Dinamai berdasarkan kumpulan puisi Baudelaire, yang beberapa di antaranya dilarang sebab dianggap sepertinya tidak bermoral di Prancis abad ke-19, Fleur du Mal terkenal dengan busana seksi yang terinspirasi dari boudoir — seperti gaun slip yang mencuri perhatian yang dikenakan oleh karakter Anya Taylor-Pleasure dalam movie tahun 2022 “The Menu.”
Tetapi, dengan membawa merek kecil, mereka terkadang harus segera berjuang ketika seorang penata gaya meminta untuk meminjam pakaian untuk foto atau sesi pemotretan movie.
“Kami bisa melakukannya dalam beberapa hari jika memang harus segera. Kami telah mengakhiri banyak sekali hal dalam sehari,” kata Zuccarini, mengingat video musik “The Evening Is Nonetheless Younger” oleh Nicki Minaj. “Saya berdiri pukul tiga pagi bersama tim desain saya menempelkan berlian imitasi merah muda pada catsuit merah muda menyala.”
Beyoncé mengenakan celana pendek Fleur du Mal di Jepang, Kendall Jenner mengenakan bodysuit ketat untuk ulang tahunnya, dan Anne Hathaway mengenakan atasan korset di “This night Display with Jimmy Fallon.” Sienna Miller muncul dengan gaun slip platinum ke pesta setelah Golden Globes.
Momen-momen seperti itu tak ternilai harganya bagi sebuah merek yang sepertinya tidak mempunyai anggaran untuk duta selebritas atau iklan majalah mode yang mahal.
“Membayar orang-orang itu untuk mengenakan sesuatu akan sangat mahal,” kata Zuccarini. “Saya benar-benar membayangkan bagaimana keadaan (dulu dalam bisnis ini) — kalau saja kita mampu membeli satu halaman di Vogue. Tetapi, sebaliknya kita harus segera melakukan lebih banyak sekali hal dan menghabiskan lebih uang yang banyak untuk dapatkan kehadiran yang sama.”
Artinya terus-menerus membuat video dan pemotretan untuk menjadikan merek tersebut wajib diikuti di media sosial, serta menyelenggarakan panel tentang kesehatan seksual dan mengirimkan buletin dengan konten seperti rangkuman atap-atap terseksi di Kota New York.
“Saya memikirkan segala sesuatu dengan menggunakan sudut pandang wanita Fleur kita dan apa yang mungkin saja diminatinya,” kata CEO tersebut.
Zuccarini — yang pindah dari Kanada ke NYC pada tahun 2001 untuk menghadiri Fashion Institute of Generation — bekerja dari rumah desain Nanette Lepore di Garment District sebelum mengambil pekerjaan di Victoria’s Secret sebagai desainer beberapa tahun kemudian.

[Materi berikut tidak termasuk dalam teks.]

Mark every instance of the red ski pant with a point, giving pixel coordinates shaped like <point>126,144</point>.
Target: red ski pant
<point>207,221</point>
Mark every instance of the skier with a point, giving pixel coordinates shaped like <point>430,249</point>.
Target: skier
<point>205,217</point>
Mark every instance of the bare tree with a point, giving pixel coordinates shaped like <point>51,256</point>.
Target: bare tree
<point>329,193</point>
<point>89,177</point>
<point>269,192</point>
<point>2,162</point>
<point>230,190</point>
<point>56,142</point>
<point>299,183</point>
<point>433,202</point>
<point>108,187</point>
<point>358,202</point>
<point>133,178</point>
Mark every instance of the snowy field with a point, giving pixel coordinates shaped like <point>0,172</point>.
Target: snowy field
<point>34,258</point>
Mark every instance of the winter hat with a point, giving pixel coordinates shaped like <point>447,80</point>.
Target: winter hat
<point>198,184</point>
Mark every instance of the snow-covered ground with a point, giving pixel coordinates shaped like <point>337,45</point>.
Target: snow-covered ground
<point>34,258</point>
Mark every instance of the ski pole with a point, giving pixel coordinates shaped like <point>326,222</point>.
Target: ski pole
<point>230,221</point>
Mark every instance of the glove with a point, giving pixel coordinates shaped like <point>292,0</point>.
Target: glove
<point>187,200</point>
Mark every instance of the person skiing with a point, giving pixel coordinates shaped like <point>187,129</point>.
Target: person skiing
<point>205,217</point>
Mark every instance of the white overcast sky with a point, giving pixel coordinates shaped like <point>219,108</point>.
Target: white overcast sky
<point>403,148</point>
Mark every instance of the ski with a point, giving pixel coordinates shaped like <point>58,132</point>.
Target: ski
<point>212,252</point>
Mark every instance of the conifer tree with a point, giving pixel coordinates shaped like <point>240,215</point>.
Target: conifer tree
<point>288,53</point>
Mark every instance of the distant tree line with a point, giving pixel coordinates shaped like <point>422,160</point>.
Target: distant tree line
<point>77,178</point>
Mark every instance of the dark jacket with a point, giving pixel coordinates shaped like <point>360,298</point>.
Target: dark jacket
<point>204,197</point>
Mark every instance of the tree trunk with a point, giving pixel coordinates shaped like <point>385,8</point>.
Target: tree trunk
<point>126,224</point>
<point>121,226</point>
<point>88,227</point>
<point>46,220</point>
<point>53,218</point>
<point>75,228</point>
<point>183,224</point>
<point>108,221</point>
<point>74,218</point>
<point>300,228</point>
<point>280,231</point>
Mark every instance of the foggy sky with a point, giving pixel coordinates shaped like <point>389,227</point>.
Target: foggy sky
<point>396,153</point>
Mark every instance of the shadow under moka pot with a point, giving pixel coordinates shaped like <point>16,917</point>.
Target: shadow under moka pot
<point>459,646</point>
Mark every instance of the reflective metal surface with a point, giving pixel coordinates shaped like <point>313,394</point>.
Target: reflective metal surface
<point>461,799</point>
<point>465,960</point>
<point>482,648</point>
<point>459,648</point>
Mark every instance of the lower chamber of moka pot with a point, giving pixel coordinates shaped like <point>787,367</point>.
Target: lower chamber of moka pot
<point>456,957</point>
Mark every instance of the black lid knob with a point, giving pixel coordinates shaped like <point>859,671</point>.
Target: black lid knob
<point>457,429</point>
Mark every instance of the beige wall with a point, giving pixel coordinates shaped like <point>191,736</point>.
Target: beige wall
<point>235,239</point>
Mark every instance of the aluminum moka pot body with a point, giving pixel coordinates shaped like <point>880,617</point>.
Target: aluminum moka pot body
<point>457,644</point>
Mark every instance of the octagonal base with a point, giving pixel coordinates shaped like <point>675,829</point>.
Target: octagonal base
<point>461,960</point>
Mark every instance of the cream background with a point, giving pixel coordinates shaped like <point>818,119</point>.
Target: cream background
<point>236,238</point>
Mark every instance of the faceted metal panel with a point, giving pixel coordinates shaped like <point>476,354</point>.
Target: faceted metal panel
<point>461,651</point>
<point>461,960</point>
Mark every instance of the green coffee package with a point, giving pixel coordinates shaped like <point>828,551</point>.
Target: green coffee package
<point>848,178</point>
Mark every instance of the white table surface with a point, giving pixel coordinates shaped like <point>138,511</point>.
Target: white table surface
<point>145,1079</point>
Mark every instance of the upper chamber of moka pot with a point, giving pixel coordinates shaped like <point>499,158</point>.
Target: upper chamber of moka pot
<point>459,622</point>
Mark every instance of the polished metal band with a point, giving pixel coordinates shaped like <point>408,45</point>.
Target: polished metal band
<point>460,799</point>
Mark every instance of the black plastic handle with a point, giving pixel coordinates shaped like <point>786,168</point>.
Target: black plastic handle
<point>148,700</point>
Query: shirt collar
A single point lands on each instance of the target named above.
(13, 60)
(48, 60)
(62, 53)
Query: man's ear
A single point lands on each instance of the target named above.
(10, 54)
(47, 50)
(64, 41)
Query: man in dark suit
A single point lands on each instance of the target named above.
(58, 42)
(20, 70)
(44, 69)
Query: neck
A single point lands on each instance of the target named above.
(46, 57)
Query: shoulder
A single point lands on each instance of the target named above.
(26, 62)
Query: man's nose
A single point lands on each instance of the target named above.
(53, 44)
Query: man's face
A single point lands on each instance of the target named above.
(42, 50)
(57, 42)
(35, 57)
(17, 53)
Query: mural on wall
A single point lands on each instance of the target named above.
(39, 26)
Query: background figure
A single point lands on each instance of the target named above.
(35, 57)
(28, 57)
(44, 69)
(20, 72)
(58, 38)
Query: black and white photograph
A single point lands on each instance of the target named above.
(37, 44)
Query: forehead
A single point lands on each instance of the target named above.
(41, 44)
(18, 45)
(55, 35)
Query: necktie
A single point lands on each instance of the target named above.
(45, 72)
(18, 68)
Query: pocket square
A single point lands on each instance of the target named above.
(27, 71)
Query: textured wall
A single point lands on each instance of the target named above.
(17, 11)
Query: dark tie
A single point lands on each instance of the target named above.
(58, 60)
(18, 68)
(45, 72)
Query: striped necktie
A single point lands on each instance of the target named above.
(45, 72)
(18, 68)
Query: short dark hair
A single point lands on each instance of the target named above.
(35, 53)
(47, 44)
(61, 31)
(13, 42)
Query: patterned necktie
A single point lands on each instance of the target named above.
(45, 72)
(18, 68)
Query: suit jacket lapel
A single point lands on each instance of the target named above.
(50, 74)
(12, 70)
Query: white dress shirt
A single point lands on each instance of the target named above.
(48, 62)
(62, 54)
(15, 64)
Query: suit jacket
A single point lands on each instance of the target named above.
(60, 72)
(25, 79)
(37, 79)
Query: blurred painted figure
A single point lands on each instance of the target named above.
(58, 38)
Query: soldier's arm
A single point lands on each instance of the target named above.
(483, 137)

Ketika ia memulai Fleur du Mal, ia bersemangat membangun bisnisnya sendiri di kota tersebut berkat banyaknya bakat mode di sana. Zuccarini awalnya mengutamakan penggunaan produsen dan seller lokal — namun kenyataan mencoba memproduksi di kota tersebut terbukti menjadi tantangan.
Dia mendasarkan produksinya di sebuah pabrik di NYC yang ternyata sedang merasakan kesulitan keuangan dan tutup saat sedang memenuhi pesanan Fleur du Mal.
“Saya harus segera membayar agar pabrik itu tetap beroperasi, membayar semua pekerja, dan melakukan segala hal yang saya dapat untuk menjaga pabrik itu tetap beroperasi dengan begitu saya dapat mempunyai koleksi untuk dijual,” kenang Zuccarini.
“Jika Anda membuat sesuatu di Kota New York, Anda membayar orang dengan upah minimal yang sangat tinggi dan harga pakaian itu sekitar $500, $600 … sepertinya tidak ada cara lain.” Fleur du Mal kini memproduksi barang-barang terutama di Tiongkok, Peru, Portugal, India, dan Myanmar.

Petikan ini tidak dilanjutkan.